Jeździłem Fiatem 500 Hybrid. Żeby poczuć różnicę, musiałbym zmienić nawyki
Dopisek "hybrid" przy bestsellerach Fiata może być nieco mylący, bowiem zastosowana technologia (prosto z Bielska-Białej!) występuje tu w rozmiarze mikro. I choć na papierze auta są znacznie oszczędniejsze, żeby doświadczyć skutków ekologii, trzeba nieco zmienić styl jazdy. I wcale nie chodzi tu o łagodne traktowanie pedału przyspieszenia.
Stało się. Ekologia zapukała także do drzwi segmentu, który miał być na bezpiecznej pozycji. Małe auta z niewielkimi, oszczędnymi silnikami — wszak to ekologiczne, prawda? Jak się okazuje, nie do końca. Nowe, rygorystyczne przepisy pozwalają pojazdowi na emisję zaledwie 95 g dwutlenku węgla na kilometr. Jeśli generuje więcej, koszt nadmiernej emisji jest przerzucony na klienta, a wyższa cena nie zachęca w końcu do zakupu.
Na początek trochę teorii
Układ miękkiej hybrydy w miejskim aucie nie jest jednak niczym nowym. Od jakiegoś czasu stosuje to już Suzuki, a ostatnio na podobne rozwiązanie zdecydowała się także Mazda w modelu 2. "Mild-hybrid" na dobre zadomowił się także w Audi, choć tu mamy do czynienia z autami innej klasy. Jednak nikt nie szczyci się tym osiągnięciem, obklejając nadwozie ze wszystkich możliwych stron odpowiednimi napisami, tak jak Fiat.

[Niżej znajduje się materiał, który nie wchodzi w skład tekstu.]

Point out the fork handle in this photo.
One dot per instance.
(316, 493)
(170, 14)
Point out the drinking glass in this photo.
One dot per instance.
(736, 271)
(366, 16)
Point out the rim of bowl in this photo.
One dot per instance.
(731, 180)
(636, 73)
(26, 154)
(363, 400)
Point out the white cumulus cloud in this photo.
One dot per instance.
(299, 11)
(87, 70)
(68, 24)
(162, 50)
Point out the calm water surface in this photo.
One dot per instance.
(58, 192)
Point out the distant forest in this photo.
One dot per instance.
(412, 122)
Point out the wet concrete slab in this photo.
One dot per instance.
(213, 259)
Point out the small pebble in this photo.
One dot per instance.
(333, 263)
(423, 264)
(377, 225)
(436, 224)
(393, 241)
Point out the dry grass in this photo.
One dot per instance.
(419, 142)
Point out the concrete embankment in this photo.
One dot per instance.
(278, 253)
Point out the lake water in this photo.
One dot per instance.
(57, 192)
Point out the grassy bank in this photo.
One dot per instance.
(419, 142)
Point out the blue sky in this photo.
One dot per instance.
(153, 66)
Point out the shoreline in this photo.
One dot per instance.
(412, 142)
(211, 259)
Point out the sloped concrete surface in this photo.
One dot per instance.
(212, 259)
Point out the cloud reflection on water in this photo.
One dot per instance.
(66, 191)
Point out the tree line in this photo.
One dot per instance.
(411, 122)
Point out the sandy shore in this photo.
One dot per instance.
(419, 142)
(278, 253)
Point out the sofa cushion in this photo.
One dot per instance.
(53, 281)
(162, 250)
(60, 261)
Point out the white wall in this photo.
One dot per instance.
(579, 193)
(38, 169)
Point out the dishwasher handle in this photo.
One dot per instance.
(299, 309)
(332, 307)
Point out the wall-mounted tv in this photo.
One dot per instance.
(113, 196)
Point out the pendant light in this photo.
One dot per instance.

Dlaczego Fiat tak bardzo promuję tę technologię? Rozwiązanie jest dla Włochów nowe, ma podkreślić ekologiczny charakter aut, a w świetle prawa miękka hybryda podlega tym samym ulgom i przywilejom, które oferują włodarze europejskich miast, co zwykła hybryda i hybryda plug-in. Można więc powiedzieć, że Fiat 500 Hybrid jest pierwszą hybrydą produkowaną w Polsce (produkcja Pandy odbywa się we Włoszech).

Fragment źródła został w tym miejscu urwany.